A final note. Christopher Arlen, in addition to going on about his moral superiority, complains bitterly about the board members meeting one or two at a time with residents. “Unethical and unlawful” he asserts.
But he also disclosed he has met with board members one or two at a time. And he fervently defends Director Hanagan meeting with the plaintiffs without the knowledge of the board and Director Hanagan recently getting another local attorney involved. Still unethical or unlawful if you or your friends do it?

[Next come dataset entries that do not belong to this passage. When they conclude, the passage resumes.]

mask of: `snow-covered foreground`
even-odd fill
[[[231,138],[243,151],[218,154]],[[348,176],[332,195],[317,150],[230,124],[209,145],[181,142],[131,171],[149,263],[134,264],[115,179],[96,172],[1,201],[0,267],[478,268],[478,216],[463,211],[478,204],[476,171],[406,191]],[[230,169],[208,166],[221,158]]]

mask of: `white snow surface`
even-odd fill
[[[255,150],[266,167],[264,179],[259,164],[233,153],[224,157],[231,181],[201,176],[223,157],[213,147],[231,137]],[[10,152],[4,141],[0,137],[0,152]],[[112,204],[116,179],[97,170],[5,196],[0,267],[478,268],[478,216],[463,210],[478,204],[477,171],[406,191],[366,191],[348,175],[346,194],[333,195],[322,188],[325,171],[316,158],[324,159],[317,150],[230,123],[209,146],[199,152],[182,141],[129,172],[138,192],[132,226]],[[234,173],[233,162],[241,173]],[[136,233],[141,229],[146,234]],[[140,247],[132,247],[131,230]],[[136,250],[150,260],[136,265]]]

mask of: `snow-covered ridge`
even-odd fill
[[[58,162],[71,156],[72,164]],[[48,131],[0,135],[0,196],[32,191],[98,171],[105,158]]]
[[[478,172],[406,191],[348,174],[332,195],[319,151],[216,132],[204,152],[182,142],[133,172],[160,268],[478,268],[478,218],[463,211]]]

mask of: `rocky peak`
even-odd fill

To be clear, the only legal authority that applies is the Open Meetings (Sunshine) law which expressly applies to only meetings of more than two board members. Under the law, meetings by board members of two or one are simply, by definition, not a “meeting” that the Open Meetings law cares about. And, to be clear again, if Mr. Arlen is elected to city council, he will soon learn that the city council members routinely meet, one and two at a time, with residents to discuss important issues. CRS 24-6-401 and 402.
The board meeting concluded with a discussion initiated by Director Peters of obtaining a confirmation that the pipe that Big Sky would access is already larger than originally designed and a second opinion on the modeling to confirm there is enough capacity to provide sewer to Rooney Valley. This is not the first time the issue has been raised.
Director Peters also stated she would like the board’s permission to meet with the plaintiffs along with a second board member to discuss settlement issues. She invited Director Baker to join her and he accepted. This in stark contrast to Director Hanagan’s and Counsel Timmons’ unilateral decision to meet alone with the plaintiffs without telling the board or seeking approval.
Counsel Gessler is intent on getting time for the board to focus on deciding whether to settle or not. Perhaps there will be progress next week. It all depends on how much more time Director Hanagan allocates to the Sideshows and Carnival Barking.
And, if the plaintiffs insist on a campaign of disrupting the board and threatening subpoenas – litigation instead of settlement – then the decision becomes very very easy. If nothing else, the plaintiffs know how to intimidate and burn bridges. That is why they have been so successful so far.